Al siguiente año, mis padres me aleccionaron para que pidiera menos cosas a los Reyes Magos.
—Piensa que los pobres tienen que repartir muchos regalos a todos los niños. Y, a lo mejor, no da tiempo a repartir todo. Que ahora sois muchos más niños. No hay que ser egoísta. Que tú ya eres muy mayor.
Desde mi posición “muy mayor” de ocho años me mostré suspicaz ante ese extraño dato demográfico. ¿De dónde se sacaban mis padres ese supuesto aumento de la natalidad? ¿Es que Melchor, el que parecía más sabio y viejo, no preveía estas cosas dada su experiencia? Además, no terminé de entender qué tenía que ver la magia con la logística en cuanto a la entrega de paquetería durante la noche de Reyes. Los tres sabios se las habían apañado siempre bastante bien. Para eso eran magos. Y de los buenos. Y, por otro lado, para zamparse lo que les dejábamos los niños durante la citada noche no parecía haber ningún problema, por más que ahora tuvieran que comer y beber mucho más, dado el “inesperado” aumento en la clientela.

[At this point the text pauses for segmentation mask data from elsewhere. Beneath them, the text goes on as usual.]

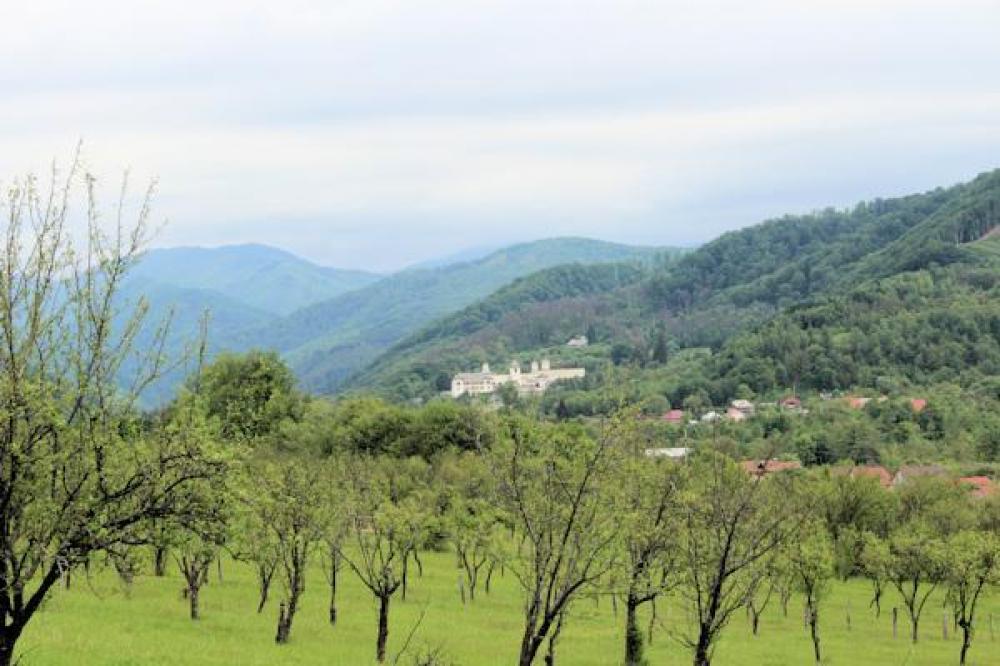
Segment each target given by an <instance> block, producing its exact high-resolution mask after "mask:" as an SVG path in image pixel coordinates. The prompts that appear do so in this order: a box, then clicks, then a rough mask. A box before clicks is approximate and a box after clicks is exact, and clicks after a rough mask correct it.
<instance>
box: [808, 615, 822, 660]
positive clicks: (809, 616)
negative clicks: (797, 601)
mask: <svg viewBox="0 0 1000 666" xmlns="http://www.w3.org/2000/svg"><path fill="white" fill-rule="evenodd" d="M809 633H810V634H811V635H812V639H813V655H814V656H815V657H816V663H817V664H818V663H820V653H819V611H818V610H817V609H816V608H810V609H809Z"/></svg>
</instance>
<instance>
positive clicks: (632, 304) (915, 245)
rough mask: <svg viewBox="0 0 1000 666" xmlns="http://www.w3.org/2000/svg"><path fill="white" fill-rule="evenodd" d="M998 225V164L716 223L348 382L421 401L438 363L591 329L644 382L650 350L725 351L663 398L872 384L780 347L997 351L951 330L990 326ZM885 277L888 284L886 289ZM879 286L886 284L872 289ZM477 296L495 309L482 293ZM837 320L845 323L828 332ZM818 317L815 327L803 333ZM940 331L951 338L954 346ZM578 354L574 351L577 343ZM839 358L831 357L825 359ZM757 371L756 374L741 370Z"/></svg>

En referencia a este tema de la intendencia, en mi casa se solían dejar tres copitas de anís y un polvorón o mazapán por camello. A veces las dos cosas. En verdad eran magos los tres astrólogos de Oriente, ya que no dejaban ni una gota a la mañana siguiente y si echamos cuentas de todo el anís (y otros licores que las familias les dejaban, según la costumbre de cada cuál) consumido tras su paso por cada domicilio de España, tenemos que colegir que eran, no sólo magos, si no unos tipos muy duros. En cuanto a los nobles camélidos que les servían de vehículo, supongo que harían buen uso de las reservas de agua de sus jorobas para comer tanto mantecado sin acabar con la boca como un estropajo; por no hablar del estómago. Porque no dejaban ni el papel en el que venían envueltos. Es lo que tiene los seres mágicos, no están sujetos a las miserias que sus cuerpos imponen a los mortales al uso.
n fin, me resigné a conformar una lista de mínimos, pero quizás con mejor género… así que me decidí a pedir la bicicleta. Escribí la carta con mi madre delante.
«Queridos Reyes Magos. Dos puntos y aparte. Quiero una vici…»
—¡Pero Mario! ¡Bicicleta es con b!
Miré a mi madre como si aquello no tuviera mayor importancia. Los Reyes Magos, que eran del sector, sabrían a qué me refería perfectamente. Pero cómo la vi inflexible, usé un viejo truco escolar para estos casos: alargar la uve por un lado hasta convertirla en una “b”.
—¡Hala, ya está!
A mi madre no le gustó mucho el ardid pero, he de reconocer, que no he vuelto a escribir nunca en mi vida bicicleta con uve.
Con la carta rellenada nos fuimos, como procede, a dársela en persona al Rey Baltasar, que, a según qué horas, junto a sus colegas, solía pasar audiencia en el Centro Comercial de San Ignacio.
Esta vez no hubo equívocos y me trajeron una bicicleta —con “b”— de las que comercializaba la marca BH. Con sus dos ruedas axilares y todo para aprender a usarla con el menor número de caídas.